Können Sie die Methode toString() der Basisklasse in der abgeleiteten Klasse mit der Referenz super aufrufen? Wenn ja,  was liefert Ihnen diese Methode?

*Laut Internet*: Alle *Java*-Objekte verfügen über die *toString*()-Methode, da sie von Objekt vererbt wird. *toString*() liefert eine eindeutige Kennung eines Objekts in Form eines Strings zurück. Für eine nachvollziehbare und selbst erklärende Kennung sollten wir *toString*() in unseren Klassen überschreiben.

*Meine Antwort:* Man kann mit der Referenz super,  toString() der Basisklasse aufrufen, aber man bekommt irgendwelche Werte die nicht überschrieben sind von der Basis Klasse??? 

Es wäre super, wenn jemand mir erklären könnte was genau passiert, damit ich den Sachverhalt bzw den Ablauf richtig verstehe.

*Danke.*


----------



## mihe7 (3. Dez 2021)

Die Wurzel der Klassenhierarchie bildet die Klasse java.lang.Object. Diese hat die Methode toString() definiert. Alle anderen Klassen sind direkt oder indirekt von der Klasse Object abgeleitet. Hat eine Klasse die Methdoe toString() nicht überschrieben, erbt sie diese von ihrer Superklasse. Diese Kette endet spätestens bei java.lang.Object.

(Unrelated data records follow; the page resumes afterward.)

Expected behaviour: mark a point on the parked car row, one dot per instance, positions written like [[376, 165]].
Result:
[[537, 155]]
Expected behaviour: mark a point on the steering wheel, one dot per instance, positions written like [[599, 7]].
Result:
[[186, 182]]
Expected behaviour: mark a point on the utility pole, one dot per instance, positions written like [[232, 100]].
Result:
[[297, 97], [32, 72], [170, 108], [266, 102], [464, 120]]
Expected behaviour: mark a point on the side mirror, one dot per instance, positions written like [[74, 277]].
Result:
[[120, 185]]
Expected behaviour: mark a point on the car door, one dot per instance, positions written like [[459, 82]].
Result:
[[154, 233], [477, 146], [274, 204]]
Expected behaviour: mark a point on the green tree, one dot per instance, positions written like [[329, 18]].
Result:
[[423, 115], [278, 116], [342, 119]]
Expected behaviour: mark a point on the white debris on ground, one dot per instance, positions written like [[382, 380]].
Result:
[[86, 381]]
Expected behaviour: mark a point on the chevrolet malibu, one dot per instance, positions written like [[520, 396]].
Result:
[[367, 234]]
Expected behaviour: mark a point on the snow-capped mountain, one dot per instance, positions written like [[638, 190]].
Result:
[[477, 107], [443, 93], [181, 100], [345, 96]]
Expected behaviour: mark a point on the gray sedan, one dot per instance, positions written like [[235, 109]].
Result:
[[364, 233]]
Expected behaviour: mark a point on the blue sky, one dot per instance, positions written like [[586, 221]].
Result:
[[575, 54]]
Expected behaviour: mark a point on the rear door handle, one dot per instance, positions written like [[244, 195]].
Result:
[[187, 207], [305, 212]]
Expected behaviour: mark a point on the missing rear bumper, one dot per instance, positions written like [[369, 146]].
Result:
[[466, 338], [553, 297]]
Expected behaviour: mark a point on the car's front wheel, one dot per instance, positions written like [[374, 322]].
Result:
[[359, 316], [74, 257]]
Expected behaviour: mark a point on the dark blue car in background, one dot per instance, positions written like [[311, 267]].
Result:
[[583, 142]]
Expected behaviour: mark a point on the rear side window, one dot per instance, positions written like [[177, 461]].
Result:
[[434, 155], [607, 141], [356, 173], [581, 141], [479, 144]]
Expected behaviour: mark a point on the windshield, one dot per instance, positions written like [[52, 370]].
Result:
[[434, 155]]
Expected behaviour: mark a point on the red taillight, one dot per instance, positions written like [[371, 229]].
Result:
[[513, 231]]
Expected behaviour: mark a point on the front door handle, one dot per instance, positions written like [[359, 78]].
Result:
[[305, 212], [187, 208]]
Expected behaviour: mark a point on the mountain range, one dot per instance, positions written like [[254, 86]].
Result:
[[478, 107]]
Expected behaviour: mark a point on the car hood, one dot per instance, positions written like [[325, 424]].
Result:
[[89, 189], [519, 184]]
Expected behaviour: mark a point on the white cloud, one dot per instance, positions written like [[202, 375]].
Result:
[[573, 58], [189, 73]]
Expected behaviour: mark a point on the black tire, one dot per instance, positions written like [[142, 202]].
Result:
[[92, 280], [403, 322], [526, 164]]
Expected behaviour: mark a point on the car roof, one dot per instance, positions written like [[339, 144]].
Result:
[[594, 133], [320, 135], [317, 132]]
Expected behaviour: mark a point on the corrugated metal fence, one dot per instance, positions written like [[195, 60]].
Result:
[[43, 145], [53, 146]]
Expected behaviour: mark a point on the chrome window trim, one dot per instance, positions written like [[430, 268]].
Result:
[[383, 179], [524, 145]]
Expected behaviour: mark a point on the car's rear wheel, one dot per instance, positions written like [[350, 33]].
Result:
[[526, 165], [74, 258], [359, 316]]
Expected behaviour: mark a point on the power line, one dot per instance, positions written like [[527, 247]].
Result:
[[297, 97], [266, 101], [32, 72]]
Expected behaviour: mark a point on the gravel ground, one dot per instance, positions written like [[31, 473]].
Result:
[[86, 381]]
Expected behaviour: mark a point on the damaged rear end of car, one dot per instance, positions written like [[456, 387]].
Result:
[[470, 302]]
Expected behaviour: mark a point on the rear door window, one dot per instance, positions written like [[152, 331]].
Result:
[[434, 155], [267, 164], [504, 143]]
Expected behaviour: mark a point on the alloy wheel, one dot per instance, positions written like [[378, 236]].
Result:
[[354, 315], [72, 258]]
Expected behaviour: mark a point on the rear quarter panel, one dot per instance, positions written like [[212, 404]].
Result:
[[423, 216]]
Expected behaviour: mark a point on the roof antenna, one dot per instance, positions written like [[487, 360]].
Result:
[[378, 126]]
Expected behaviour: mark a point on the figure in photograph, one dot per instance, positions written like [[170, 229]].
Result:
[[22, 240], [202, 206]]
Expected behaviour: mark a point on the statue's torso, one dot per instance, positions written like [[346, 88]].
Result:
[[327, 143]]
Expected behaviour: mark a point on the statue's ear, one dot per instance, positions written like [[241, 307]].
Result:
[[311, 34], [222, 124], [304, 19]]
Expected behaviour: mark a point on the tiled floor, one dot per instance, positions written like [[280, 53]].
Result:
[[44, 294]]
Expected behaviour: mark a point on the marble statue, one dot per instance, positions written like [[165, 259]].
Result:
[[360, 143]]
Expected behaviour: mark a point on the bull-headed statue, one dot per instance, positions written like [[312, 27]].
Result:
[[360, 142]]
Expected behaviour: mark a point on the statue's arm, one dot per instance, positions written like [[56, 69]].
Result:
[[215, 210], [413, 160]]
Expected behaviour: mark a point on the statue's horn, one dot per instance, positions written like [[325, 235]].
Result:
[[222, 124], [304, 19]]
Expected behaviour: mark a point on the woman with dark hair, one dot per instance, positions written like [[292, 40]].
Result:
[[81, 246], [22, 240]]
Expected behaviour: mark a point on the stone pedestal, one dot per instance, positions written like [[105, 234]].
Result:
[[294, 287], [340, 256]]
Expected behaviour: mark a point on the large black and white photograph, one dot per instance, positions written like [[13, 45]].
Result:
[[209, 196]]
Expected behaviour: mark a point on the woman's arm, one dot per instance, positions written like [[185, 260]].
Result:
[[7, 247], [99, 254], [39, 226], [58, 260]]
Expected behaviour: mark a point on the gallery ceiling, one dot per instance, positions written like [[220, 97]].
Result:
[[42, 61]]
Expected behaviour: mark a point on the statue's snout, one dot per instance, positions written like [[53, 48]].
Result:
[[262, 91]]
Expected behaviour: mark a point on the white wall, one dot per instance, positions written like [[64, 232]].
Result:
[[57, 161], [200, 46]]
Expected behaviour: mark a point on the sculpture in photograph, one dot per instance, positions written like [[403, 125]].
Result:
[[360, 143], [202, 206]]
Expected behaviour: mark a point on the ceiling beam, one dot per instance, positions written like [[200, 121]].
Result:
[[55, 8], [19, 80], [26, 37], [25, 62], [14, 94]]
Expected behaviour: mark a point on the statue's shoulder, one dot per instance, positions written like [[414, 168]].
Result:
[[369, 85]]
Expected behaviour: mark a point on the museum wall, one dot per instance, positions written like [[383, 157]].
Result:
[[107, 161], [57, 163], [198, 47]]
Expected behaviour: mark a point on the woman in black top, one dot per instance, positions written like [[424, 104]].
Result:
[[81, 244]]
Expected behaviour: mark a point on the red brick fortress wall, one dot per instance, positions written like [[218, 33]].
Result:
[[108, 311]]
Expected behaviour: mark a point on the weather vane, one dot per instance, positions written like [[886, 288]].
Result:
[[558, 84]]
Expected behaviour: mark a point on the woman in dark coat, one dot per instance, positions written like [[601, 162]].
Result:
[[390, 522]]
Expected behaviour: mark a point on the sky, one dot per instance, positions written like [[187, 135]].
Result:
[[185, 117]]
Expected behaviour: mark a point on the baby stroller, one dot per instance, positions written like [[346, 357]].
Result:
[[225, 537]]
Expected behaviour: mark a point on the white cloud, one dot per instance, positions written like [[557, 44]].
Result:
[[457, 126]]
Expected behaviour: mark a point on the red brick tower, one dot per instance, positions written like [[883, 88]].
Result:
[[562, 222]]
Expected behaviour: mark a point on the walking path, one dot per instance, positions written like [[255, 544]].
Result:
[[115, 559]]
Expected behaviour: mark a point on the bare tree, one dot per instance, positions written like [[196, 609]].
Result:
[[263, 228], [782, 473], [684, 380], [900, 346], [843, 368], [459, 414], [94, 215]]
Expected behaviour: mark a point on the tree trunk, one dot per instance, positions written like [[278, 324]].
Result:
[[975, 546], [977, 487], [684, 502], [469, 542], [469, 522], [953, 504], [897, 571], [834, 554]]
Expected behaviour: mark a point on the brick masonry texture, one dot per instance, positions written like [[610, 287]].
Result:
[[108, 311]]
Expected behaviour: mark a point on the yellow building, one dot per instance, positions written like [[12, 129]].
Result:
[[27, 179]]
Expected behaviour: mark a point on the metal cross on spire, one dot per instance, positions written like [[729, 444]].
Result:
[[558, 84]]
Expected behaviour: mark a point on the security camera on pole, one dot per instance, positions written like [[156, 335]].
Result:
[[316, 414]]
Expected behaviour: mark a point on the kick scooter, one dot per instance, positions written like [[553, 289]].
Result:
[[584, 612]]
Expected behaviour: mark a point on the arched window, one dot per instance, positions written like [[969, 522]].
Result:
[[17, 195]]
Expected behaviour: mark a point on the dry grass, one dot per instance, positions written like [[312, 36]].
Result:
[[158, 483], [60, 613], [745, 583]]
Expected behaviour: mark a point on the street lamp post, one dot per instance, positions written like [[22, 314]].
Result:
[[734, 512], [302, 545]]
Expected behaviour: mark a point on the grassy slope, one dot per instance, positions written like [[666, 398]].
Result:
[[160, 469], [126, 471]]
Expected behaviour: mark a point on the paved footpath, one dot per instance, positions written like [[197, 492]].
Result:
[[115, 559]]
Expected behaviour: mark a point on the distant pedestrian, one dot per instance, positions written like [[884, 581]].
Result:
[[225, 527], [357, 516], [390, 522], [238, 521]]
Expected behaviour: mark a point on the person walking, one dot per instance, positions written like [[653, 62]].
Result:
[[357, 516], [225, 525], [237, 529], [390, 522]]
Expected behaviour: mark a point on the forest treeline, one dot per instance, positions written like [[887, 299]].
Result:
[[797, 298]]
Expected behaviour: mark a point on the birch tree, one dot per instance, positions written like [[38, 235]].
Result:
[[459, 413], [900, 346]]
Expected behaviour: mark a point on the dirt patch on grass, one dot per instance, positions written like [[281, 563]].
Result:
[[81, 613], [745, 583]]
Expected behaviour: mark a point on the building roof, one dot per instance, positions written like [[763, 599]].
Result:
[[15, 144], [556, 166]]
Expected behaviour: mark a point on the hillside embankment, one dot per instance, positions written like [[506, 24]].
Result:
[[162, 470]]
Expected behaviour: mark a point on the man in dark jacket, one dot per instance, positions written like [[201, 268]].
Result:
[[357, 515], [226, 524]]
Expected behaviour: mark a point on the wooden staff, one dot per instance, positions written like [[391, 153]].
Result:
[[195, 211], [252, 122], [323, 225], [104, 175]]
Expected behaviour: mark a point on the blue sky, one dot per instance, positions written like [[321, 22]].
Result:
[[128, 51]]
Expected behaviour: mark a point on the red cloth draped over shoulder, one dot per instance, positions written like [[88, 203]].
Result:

Heißt: der Aufruf von super.toString() liefert das Ergebnis der von der Basisklasse verwendeten Implementierung von toString(). Da die Basisklasse die Methode nicht überschreibt, handelt es sich um eine Implementierung einer Superklasse der Basisklasse. Wurde in der Klassenhierarchie nirgends die Methode toString() überschrieben, wird die Implementierung der Klasse java.lang.Object verwendet und die liefert die eindeutige Kennung, wie Du sie oben beschrieben hast.


----------



## M.L. (3. Dez 2021)

Überschreiben muss man die Vorgabe übrigens nicht, aber eine hexadezimale Ausgabe ist wohl etwas schwerer zu interpretieren... S.a. die original Implementierung der toString-Methode ( https://docs.oracle.com/javase/7/docs/api/java/lang/Object.html ) : [CODE lang="java" title="Code"]getClass().getName() + '@' + Integer.toHexString(hashCode())[/CODE]


----------